Die genaue Anzahl aller Fluchtversuche von DDR-Bürger*innen in Bulgarien ist nur schwer zu ermitteln. Die Operativgruppe des MfS in Bulgarien dokumentierte bis 1989 rund 2 000 Fluchtversuche (ca. 500 erfolgreich, 1.500 erfolglos), ohne dass damit Anspruch auf Vollständigkeit erhoben werden konnte, da aus den frühen Jahren nur unvollständige Aufzeichnungen vorhanden sind und geglückte Fluchten oftmals unterschlagen wurden. Die meisten erfolgreichen Fluchten (bis zu 60 pro Jahr) fielen dabei in die Zeit bis zum Ende der 1960er Jahre. Danach glückten nur noch weniger als zehn Fluchtversuche mit DDR-Beteiligung pro Jahr. Die Gesamtzahl aller Fluchtversuche an der bulgarischen Grenze ist gleichfalls nicht genau zu ermitteln, die Mindestangaben gehen jedoch von 16.000 Fluchtversuchen aus.
Doch warum wählten mindestens 2 000 DDR-Bürger Bulgarien als Fluchtort? Hier kamen verschiedene Faktoren zusammen. Zum einen kursierten offenbar gerade Anfang der 1960er Jahre (falsche) Gerüchte darüber, dass die bulgarische Grenze nach Griechenland und zur Türkei leichter zu überwinden sei als die innerdeutsche Grenze. Ähnliche Gerüchte übertrugen fälschlicherweise den entspannten Umgang bulgarischer Urlaubseinrichtungen und Bürger*innen mit den DDR-Touristen auf eine vermeintlich liberale und nachlässige Einstellung der bulgarischen Staatssicherheit und Grenztruppen.
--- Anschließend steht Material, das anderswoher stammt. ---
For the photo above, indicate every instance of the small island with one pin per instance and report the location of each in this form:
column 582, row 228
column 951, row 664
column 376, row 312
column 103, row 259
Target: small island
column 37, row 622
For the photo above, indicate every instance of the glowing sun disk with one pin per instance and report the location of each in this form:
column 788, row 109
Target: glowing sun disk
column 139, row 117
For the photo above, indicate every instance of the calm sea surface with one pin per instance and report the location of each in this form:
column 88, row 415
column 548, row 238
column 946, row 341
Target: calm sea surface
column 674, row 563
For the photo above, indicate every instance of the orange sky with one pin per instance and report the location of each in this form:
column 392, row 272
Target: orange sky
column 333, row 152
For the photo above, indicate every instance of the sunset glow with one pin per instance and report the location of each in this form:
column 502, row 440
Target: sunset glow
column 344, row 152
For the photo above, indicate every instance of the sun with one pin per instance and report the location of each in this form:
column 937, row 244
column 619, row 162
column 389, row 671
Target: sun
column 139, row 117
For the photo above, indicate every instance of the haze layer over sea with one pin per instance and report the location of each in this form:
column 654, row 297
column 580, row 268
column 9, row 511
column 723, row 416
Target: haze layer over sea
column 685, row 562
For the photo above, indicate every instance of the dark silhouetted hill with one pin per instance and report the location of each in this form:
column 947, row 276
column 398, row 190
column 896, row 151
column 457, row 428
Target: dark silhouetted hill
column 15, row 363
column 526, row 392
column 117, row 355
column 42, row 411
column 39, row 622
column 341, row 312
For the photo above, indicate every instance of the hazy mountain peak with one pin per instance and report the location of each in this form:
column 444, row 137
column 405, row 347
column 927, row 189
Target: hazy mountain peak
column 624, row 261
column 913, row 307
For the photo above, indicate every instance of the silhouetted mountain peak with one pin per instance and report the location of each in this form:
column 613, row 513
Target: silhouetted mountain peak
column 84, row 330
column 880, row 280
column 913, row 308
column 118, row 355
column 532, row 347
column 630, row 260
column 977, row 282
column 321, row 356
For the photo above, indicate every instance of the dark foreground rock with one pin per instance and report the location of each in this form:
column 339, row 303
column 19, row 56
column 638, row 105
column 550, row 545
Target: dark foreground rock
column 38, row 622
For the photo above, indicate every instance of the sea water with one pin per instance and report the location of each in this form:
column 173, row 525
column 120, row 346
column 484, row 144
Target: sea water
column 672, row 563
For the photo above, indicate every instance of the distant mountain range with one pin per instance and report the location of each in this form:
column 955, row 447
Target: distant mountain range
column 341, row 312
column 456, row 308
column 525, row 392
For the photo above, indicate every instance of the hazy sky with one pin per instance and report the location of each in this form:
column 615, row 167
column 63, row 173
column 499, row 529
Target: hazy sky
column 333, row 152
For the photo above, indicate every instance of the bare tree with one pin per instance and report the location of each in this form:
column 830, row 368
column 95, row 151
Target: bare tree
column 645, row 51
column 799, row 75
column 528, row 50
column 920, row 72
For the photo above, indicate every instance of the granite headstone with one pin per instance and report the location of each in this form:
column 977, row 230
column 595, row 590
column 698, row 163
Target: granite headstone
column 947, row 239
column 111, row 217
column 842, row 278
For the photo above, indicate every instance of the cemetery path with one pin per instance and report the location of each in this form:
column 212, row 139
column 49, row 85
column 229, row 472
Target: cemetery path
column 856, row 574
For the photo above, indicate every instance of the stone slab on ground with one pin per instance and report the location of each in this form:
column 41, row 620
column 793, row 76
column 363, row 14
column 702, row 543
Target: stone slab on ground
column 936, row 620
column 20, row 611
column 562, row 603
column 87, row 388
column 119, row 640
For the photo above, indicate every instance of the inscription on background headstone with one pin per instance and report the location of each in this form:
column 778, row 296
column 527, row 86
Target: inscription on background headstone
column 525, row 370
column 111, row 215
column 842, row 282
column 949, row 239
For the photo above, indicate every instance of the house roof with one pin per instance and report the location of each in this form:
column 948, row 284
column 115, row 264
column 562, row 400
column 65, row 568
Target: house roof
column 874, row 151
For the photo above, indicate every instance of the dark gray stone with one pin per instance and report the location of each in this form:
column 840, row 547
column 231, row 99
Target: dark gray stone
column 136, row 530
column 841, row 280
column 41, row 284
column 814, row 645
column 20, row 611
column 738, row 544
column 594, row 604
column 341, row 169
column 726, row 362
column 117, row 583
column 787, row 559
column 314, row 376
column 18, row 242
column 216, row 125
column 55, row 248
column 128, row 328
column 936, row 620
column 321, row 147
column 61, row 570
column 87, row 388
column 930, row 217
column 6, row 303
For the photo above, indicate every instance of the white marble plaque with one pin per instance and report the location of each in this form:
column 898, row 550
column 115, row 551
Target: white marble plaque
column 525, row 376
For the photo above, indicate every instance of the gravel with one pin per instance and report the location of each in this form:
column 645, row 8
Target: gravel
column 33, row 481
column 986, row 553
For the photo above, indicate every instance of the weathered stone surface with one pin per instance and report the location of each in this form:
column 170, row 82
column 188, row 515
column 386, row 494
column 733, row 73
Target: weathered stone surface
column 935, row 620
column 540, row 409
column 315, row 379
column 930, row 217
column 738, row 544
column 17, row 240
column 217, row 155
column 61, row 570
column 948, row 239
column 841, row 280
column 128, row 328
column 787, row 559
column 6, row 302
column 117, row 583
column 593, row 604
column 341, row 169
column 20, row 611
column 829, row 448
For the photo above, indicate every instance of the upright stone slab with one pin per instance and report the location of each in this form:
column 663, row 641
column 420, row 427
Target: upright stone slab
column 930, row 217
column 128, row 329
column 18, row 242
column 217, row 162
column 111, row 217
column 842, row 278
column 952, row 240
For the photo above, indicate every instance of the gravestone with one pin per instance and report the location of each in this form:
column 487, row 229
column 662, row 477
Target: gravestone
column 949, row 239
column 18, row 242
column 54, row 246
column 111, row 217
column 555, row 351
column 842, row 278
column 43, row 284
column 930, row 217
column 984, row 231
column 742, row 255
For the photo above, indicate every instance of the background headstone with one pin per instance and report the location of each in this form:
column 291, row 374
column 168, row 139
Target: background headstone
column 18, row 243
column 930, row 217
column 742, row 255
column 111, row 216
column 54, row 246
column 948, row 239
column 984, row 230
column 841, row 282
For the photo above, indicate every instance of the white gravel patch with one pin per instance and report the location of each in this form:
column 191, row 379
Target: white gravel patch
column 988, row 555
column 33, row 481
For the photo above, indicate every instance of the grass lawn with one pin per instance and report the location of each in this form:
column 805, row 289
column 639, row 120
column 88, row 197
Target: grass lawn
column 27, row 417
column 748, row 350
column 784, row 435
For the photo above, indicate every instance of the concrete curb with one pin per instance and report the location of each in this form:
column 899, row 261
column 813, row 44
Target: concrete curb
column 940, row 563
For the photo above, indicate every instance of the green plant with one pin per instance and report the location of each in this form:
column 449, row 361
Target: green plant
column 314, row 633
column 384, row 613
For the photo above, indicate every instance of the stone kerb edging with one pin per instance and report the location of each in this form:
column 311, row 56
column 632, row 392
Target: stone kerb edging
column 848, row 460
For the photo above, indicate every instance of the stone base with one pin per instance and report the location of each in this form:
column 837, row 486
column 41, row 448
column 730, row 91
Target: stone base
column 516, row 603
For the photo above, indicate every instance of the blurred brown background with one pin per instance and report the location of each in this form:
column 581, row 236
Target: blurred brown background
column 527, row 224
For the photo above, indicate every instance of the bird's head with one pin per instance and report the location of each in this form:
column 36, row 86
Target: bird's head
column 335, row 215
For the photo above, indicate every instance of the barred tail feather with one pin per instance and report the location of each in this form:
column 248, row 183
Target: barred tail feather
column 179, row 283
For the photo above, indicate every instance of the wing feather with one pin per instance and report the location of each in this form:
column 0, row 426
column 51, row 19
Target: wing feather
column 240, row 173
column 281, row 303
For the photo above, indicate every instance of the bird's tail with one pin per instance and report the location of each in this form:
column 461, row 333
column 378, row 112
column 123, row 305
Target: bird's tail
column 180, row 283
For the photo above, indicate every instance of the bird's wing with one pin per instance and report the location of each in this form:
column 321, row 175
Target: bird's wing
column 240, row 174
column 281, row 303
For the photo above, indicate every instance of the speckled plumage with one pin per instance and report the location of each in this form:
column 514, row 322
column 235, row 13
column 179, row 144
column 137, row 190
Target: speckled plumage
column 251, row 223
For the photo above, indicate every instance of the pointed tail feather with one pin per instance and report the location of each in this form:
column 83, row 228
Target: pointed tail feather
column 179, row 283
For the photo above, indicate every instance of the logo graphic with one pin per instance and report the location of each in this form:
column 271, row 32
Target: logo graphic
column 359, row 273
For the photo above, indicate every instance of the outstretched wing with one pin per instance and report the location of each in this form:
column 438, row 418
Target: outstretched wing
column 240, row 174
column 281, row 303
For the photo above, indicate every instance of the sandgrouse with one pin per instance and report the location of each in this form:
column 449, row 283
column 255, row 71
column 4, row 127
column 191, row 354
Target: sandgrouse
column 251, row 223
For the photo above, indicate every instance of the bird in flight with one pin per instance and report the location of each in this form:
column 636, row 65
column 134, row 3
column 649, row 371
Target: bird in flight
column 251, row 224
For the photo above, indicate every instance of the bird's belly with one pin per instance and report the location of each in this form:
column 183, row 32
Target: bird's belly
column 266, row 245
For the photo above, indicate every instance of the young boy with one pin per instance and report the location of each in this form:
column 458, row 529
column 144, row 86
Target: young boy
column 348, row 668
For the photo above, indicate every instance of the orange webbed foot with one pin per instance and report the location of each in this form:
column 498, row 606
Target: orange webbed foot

Beides waren gefährliche Irrtümer, wie die oben beschriebenen Mechanismen und Konzeptionen zur Fluchtverhinderung und Grenzsicherung zeigen. Gleichfalls wiederholen gefangene DDR-Flüchtlinge in Befragungen des Öfteren, dass unter DDR-Touristen die Meinung kursiere, bulgarische (Sicherheits-)Behörden würden sich nicht (oder zumindest weniger als ihre DDR-Kollegen) für deutsch-deutsche Kontakte in Bulgarien oder für Fluchtversuche von DDR-Bürger*innen interessieren.
Sowohl die dichte und brutale Vorgehensweise und Konzeption zur Fluchtverhinderung an der bulgarischen Grenze als auch die Kooperationsmechanismen und „Hilfe“, die bulgarische Behörden für das „sozialistische Bruderland DDR“ leisteten, wurden weder beachtet noch für möglich gehalten. Der andere wichtige Faktor für die zahlreichen Fluchtversuche war der (deutsche) Massentourismus in Bulgarien. Dieser begann bereits in den 1950er Jahren, wobei schon zu dieser Zeit westdeutsche Touristen die größte Gruppe westlicher Ausländer ausmachten. Dies begünstige einerseits Zusammenkünfte, Absprachen und Kontakte, wie zum Beispiel mit Fluchthelfern. Andererseits war in Bulgarien ein Strand- oder Wanderurlaub in unmittelbarer Nachbarschaft zum westlichen Ausland möglich, was viele Fluchtwillige offenbar zusätzlich motivierte.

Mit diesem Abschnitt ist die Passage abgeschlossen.